Figure 1: Mortgage debt for Australians aged 55 and above
“We’re also seeing these older Australians’ mortgage debt burden increase from 13% of the value of the average home in the late 1980s to around 30% in the late 1990s when the property boom took off, and it has remained at that level ever since,” said Rachel Ong ViforJ of Curtin University, lead author of a report based on the study.
Income growth falls behind
Older mortgagors have found it increasingly hard to meet repayments as their average mortgage-debt-to-income ratio tripled from 71% to 211% between 1987 and 2015. The study estimates that on average, annual repayments rose from $5,000 to $17,000 over the period.
Older homeowners’ income growth has lagged behind their mortgage debt levels and only doubled between 1987 and 2015, according to the report. Data from the Australian Bureau of Statistics shows that of the nearly three in four indebted households in 2017–18, 28% were servicing a total debt that was three or more times their annual disposable income. Most of this debt related to property ownership.
The steep rise in the mortgage-debt-to-income ratio reflects a sharp increase in repayment risk among older mortgage holders, according to the report. And this raises the chances they will struggle to pay their mortgage on time.
Figure 2: Trends for mortgagors aged 55 and above
Mental health suffers
As older mortgage holders face payment difficulty, their stress levels increase and wellbeing declines. Their mental health and psychological distress scores are markedly lower than those of outright homeowners.
“These mental health effects are comparable to those resulting from long-term health conditions,” said ViforJ.
Notably, women suffer more than men.
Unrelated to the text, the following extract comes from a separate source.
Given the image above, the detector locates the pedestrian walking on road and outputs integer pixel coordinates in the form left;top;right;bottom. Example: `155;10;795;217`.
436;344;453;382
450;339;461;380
The study’s psychological surveys found that mortgage difficulties reduce mental health scores by around 2 points for older men and 3.7 points for older women.
“Older female mortgagors’ mental health is more sensitive to personal circumstances than older male mortgagors,” said the researchers. “Marital breakdown, ill health and poor labour market engagement all adversely affect older female mortgagors’ mental health scores more than men’s.”
Older Australians are likely to have longer working lives and use their superannuation savings to pay off mortgages as they deal with indebtedness, the report noted.
The researchers found that as older homeowners’ average super balances dropped from $471,000 in 2010 to $271,000 in 2014, their average equity stakes in property increased from $621,000 to $667,000. This suggests that older retired mortgagors are drawing down their super savings for use in property purchases.
While older Australians may be willing to work longer to pay off loans, shocks such as unemployment and ill health might keep them from working and earning later in life. Such setbacks can push those with overly optimistic expectations into serious mortgage stress, the report stated.
“It is therefore important for policy makers to consider measures to assist older mortgagors to hedge exposure to mortgage payment difficulties.”